Oral cancer is a leading cause of disease burden in Victoria, with an average of 14 new diagnoses and three deaths a week. Oral cancer is often diagnosed at a late stage, with poor prognosis and survival. This innovative program will support Victorian oral health professionals to raise awareness of oral cancer and detect it early, reducing the impact of the disease.
Oral cancer risk factors
The main risk factors for oral cancer are tobacco and alcohol consumption, and the combined effect of both tobacco and alcohol on a person’s risk is significantly greater. Oropharyngeal cancer linked with the human papilloma virus (HPV) is also on the rise. Oral cancer rates are higher in people over 45, especially men; and disadvantaged groups, who are more likely to smoke or drink and have low access to dental care. Oral health professionals have an opportunity to discuss risk factors with patients and encourage behaviour change.
Early detection of oral cancer
As oral cancer has a low survival rate currently, screening and early detection is crucial. This program will empower oral health professionals to identify people at risk, recognise early signs of cancerous lesions and refer appropriately, as part of a comprehensive oral examination. “With earlier diagnosis, a person’s treatment and prognosis can be enormously improved,” says Professor Michael McCullough from The University of Melbourne Dental School, a key partner in the program.
Oral cancer screening forms part of every comprehensive, periodic and limited oral examination. It takes only a short time and is an integral element of routine care. Early detection of oral cancer can save a patient’s life. In this short video, Professor Michael McCullough, Oral Medicine Specialist, Melbourne Dental School, University of Melbourne demonstrates how to conduct oral cancer screening.
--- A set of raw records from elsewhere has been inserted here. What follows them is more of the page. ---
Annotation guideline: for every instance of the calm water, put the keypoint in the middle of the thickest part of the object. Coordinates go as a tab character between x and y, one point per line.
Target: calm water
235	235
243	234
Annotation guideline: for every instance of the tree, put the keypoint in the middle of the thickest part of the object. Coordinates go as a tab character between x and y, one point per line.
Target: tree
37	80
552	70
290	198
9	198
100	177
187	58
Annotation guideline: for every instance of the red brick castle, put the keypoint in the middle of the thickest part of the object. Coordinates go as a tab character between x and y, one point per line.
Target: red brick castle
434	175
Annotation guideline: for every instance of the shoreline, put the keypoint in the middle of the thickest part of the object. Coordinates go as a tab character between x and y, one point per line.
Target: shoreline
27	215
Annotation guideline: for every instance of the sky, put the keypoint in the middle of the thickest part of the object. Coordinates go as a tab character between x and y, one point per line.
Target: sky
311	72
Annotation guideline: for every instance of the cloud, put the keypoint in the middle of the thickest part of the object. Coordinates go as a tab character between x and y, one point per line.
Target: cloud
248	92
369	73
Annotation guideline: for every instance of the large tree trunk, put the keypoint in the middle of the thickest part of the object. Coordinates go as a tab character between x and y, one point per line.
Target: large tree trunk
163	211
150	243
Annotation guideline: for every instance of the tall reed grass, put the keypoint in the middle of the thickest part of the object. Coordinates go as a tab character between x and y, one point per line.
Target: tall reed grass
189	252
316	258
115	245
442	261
Oral cancer screening and prevention program
To help reduce the impact of oral cancer on Victorians, a training program for oral health professionals was piloted in 2019, with 179 staff participating across 16 public and private dental clinics. The training covered risk factors, screening guidance and pathways for referral. Following evaluation of the pilot in 2020 the program will be offered to all Victorian oral health professionals, with the aim to significantly decrease the number of late stage oral cancer diagnoses.
The oral cancer screening and prevention program is funded by the Department of Health and Human Services. It is led by Dental Health Services Victoria, in partnership with the University of Melbourne Dental School, the Australian Dental Association (Victorian Branch), La Trobe University Department of Dentistry and the Department of Health and Human Services.